Je ne sais pas ce qu'il va essayer de me vendre, je me rappelle la mésaventure de mes voisins qui croyaient avoir gagné une semaine de vacances aux Balèares et qui sont rentrés propriétaires d'un appartement qu'ils n'ont jamais vu mais dont ils n'ont pas encore fini de rembourser le prêt.
Je ne tiens pas à poursuivre ma route sous la pluie et j'accepte l'invitation.

09.10.2007

le récit de Suzanne 1

Marie-Louise et sa fille ont fait tellements d'histoires à mon sujet que j'ose à peine reprendre ce texte pour vous dire la vérité... Dire que la petite étudiante, une charmante jeune fille bien élevée, est allée jusqu'en Grèce pour me "retrouver"
Alors j'ai décidé de vous écrire les faits de manière chronologique :
mardi 26 juin
Donc, j'accompagne aujourd'hui à Roissy ma fille Stéphanie qui va prendre l'avion pour Caracas, elle a obtenu, sa licence sur le tard, et maintenant un poste d'assistante dans un lycée, et je suis fière d'avoir une grande fille qui sait se débrouiller partout dans le monde, mais en même temps, je reste un peu triste de la quitter pour dix longues semaines. j'ai pris la voiture et continuerai mon voyage jusqu'à N. en Auvergne où j'ai prévu de faire une cure thermale.

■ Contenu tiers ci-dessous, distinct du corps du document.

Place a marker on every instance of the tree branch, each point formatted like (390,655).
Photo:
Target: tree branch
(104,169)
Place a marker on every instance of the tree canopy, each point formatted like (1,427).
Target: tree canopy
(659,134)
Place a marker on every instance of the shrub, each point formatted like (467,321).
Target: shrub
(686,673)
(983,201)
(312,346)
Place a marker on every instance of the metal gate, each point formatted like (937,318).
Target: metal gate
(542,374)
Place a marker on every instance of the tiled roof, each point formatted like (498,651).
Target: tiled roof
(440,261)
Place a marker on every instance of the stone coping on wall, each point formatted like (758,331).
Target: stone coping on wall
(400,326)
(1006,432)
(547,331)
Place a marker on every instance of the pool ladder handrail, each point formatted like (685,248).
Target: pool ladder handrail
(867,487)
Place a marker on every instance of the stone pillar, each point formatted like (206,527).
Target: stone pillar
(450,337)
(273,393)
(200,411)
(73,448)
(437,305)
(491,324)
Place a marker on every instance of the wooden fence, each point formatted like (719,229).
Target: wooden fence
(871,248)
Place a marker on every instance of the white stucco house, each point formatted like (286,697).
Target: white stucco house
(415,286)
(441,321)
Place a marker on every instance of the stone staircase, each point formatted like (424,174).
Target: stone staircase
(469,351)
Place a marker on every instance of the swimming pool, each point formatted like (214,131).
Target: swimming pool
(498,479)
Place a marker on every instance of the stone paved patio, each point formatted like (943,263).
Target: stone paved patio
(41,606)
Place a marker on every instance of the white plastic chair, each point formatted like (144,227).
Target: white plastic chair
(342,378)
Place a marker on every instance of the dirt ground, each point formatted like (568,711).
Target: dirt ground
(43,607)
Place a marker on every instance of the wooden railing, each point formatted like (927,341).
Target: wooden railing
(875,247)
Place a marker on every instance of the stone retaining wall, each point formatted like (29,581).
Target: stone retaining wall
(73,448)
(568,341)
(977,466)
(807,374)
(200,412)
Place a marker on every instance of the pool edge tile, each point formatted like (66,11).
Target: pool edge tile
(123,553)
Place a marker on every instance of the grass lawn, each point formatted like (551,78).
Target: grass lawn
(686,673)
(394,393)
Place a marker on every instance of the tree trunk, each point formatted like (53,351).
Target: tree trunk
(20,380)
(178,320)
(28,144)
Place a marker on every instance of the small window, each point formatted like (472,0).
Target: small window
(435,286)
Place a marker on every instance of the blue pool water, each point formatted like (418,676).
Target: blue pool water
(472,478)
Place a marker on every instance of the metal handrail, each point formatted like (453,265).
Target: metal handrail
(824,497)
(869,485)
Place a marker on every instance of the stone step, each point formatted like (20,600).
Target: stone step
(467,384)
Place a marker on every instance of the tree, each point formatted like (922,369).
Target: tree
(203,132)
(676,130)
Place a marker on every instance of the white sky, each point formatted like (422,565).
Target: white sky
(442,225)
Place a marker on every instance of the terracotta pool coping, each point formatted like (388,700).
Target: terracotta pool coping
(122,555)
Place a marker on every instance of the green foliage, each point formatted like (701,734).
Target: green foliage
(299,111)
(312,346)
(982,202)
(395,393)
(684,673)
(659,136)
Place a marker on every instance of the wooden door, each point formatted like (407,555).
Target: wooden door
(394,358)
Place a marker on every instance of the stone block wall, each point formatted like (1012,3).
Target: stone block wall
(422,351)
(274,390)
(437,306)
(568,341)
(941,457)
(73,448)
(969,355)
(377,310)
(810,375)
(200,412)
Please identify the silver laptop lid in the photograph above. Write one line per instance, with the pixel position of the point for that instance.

C'est, parait-il, tout droit, un trajet facile par l'autoroute. Il me suffira de prendre la sortie n°13. Tout en conduisant, je pense à cette sortie13 et au fameux article 13bis : "celui qui est baisé , est bien baisé" qui se trouve caché dans tous les contrats. Dans le cas présent, je n'ai trouvé que deux sorties 13 : Clermont Est et Clermont Nord. Et pourtant j'ai bien l'intention d'aller à l'ouest de Clermont, je me trouve bien emmm.... Prenons une décision, ça vaut mieux que de rester dans cet univers de perplexité : je mets mon clignotant et sors dès que possible. Au premier rond point, je suis contente et soulagée : un panneau :"Maison Thermale " m'indique un chemin à suivre. Ce n'est pas facile d'aller de panneau en panneau, dans le noir, la pluie et les lumières des phares envahissent mon champ visuel de reflets saoulants.
Faut prendre à gauche à 100 m, puis à droite dans une allée qui semble traverser une forêt. Pas un village à l'horizon, je savais pourtant que N. est une petite ville de 5000 habitants, mais là je suis vraiment au milieu de nulle part. Une voiture me suit, je vais ralentir pour qu'il ai envie de me doubler . Voilà, c'est chose faite, et je peux me guider avec ses feux arrière rouges. Mais au bout d'un kilomètre, la grosse bagnole ralentit devant une grille : "Maison Thermale ". Je suis arrivée quelque part, mais certainement pas au Grand Hôtel de N. où j'avais réservé.